Tamara Gruzbarg is a senior analytics and insights executive with 20 years of experience spanning diverse industries such as finance, consulting, Ecommerce, fashion retail and media. She previously led Data Analytics and Consumer Insights within Time Inc. Her team focused on harvesting a deep understanding of the consumer from both – subscriber and advertising standpoints. Prior to Time Inc, Tamara held leadership positions in consumer analytics for Stuart Weitzman and Gilt Groupe. She is passionate about the application of analytics across a wide range of business problems and is excited about the opportunities presented by big data. She is currently the Vice President of Strategic Services at Action IQ, an enterprise customer data platform. There she works with companies to help them make data-driven marketing a reality. Below she teaches us how to maximize our data to its fullest potential.
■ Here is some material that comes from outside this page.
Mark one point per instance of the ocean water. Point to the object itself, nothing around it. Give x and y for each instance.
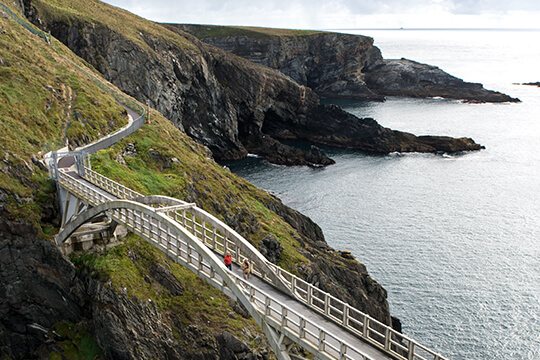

What is the difference between predictive modeling and machine learning?
Predictive modeling is a method used for predicting future outcomes by using data modeling.
Machine learning is a type of artificial intelligence that allows software applications to become more accurate at predicting outcomes without being explicitly programmed to do so.
Machine learning as a concept allows you to scale the development of predictive models and form systems that can learn from data with minimal human intervention. That takes the pressure off one statistician building the model, implementing it, gauging the results, looking at the model's performance and adjusting the model based on the results. Instead, it allows machine learning systems to carry out that process automatically.
What is hypothesis testing, and how can it be used in a business context?
Hypothesis testing is a very useful tool once you understand it. It allows you to put a lot of ideas into the market and capitalize on opportunities with great confidence. Hypothesis testing starts with understanding your business's default action in the business context. The default action is what you're currently doing, what you've been doing, and what you're comfortable with it. Hypothesis testing continues by testing an alternative action that you believe could be better for your business.
For example, say you send your daily emails to your customer base at 10 am every day. That is your default action. You already know your average open rates for that send time. An alternative action could be sending your emails out at noon instead. Once you have sent emails at that send time for enough time, you will have the necessary data to compare open rates.
Hypothesis testing calculates statistics based on collected data and then decides if you want to stick to your default action or switch to the alternative. That's where statistical methods come into play. It's not enough to collect the data; you need to interpret it.
Hypothesis testing calculates statistics based on collected data and then decides if you want to stick to your default action or switch to the alternative.
How are the results of statistical methods interpreted?
When interpreting the results of statistical methods, essential terms to know are type one or type two errors. Type one error, sometimes called significance level, is when you stay with the default action. A type two error occurs when you go with the alternative action. By design, type one errors should be more painful than type two because switching your action always assumes some risk. If you decide to switch from your business's usual, you need to be very confident that your alternative action will produce better results.
What kind of support is needed to present data to business stakeholders in order for them to understand it, process it and make informed decisions?
Business intelligence support would be extremely beneficial when data needs to be presented to business stakeholders. In addition to Excel and SQL tools, there are a variety of business intelligence tools that help with this storytelling. The right tools can help analysts evangelize this information and get buy-in from business stakeholders.